RUSSIA IN BOYS FOR SALE
The following is from Boys for Sale. A Sociological Study of Boy Prostitution by Dennis Drew & Jonathan Drake, New York, 1969, pp. 89-91.
Theoretically, there is now no prostitution in the Soviet Union. During the Bolshevik Revolution, boy-love and other forms of sexual activity were winked at. Immediately afterwards, the “free love” period radically changed the Russian sexual climate.
Earlier, boy prostitution was quite common in the big cities and in Muslim areas and summer resorts. It has been suggested that the way the sons of the poor were “used” was a major grievance of the poor people against the rich nobility. Especially handsome youngsters were impressed into service at resort hotels where they became bell-boys and grooms with prostitution thrown in as part of their job. They were instructed to “Do whatever is required by guests for their pleasure and comfort.”
In the Caucasus, Middle Eastern customs prevailed with lustboys openly flaunting their charms at hotels and baths, according to Bernard Stern in Geschichte der öffentlichen Sittlichkeit in Russland, (1907). There were brothels with boys only and those with both women and boys. The latter were designed, not so much for choice, but for customers who wished both at once in a variety of ways.
Anti-semitism often took cruel forms in Russia, and one of them, as in North Africa, was the rape of Jewish boys as the first step in forcing them into a life of prostitution. Stern says that Jewish boys, especially those separated from their families, were commonly handed over to pimps for exploitation. If an orphan Jewish boy was lucky, the authorities placed him as a bell-boy in a resort hotel; if unlucky, the records showed that they sent him to an orphanage but the “orphanage” was really a brothel. There was a popular poem or song which sang of obscene pleasures. It went: “Nothing is so delightful during intercourse as the feel of a Jewish tongue on the anus.”
Stern records a number of such songs and poems as popular “folk culture.” It is more likely, however, that they were songs and poems recited by youngsters to arouse their guests in the brothels.
When the cock is full of beer
Better stick it in the rear,
This throbbing cock so gay and bold,
Don’t keep it out there in the cold.
Stern says that young schoolboys also sang songs like these and gives examples.

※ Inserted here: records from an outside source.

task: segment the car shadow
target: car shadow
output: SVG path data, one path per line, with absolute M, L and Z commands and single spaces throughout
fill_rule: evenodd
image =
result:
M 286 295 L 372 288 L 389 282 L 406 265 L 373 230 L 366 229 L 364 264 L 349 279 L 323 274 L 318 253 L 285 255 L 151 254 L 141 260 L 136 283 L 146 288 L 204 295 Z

In St. Petersburg, there was traffic between upper class men and ballet boys. A wealthy man often was a “patron” to a youngster at ballet school, sponsoring him and paying his fees in exchange for sexual favors. But this was hardly prostitution any more than the sexual intercourse between master and servants in wealthy households.
There were agents who procured such boys for brothels and hotels, and as servants. Some even arranged special “Greek love” liaisons. These men were pretty much the same. They were called “shellfish dealers.”(We are not sure just why.)
During the pogroms, when all Jewish families were forced to leave Moscow, they found that educational opportunities for their sons were non-existent. Some ambitious Jews, anxious to secure education for their offspring in spite of the difficulties, bribed officials to allow their youngsters to remain in Moscow boarding schools to complete at least high school. These boys were then cynically made available to the older boys and to the staff of the school. They had no other recourse. They could not complain to their parents of this forced, amateur prostitution. Ironically and cruelly, no matter how hard they worked at their studies, when they graduated, these boys were usually presented at graduation exercises with a certificate qualifying them as male prostitutes instead of the diploma for which they’d worked so zealously. The better looking boys were then sent to brothels while others, rather than face their families after their lives of shame, committed suicide.
 See the article on this website, “Greek love in modern Russia”, for a full quotation of what the book referred to actually said. The Caucasus was indeed part of Russia when Stern was writing, but it had not been so for long, nor was the southern part, where Greek love was most common, to remain so beyond 1917.
 There is nothing about Jewish boys in the book by Stern already cited, Geschichte der öffentlichen Sittlichkeit in Russland, so this must come from another of his many books.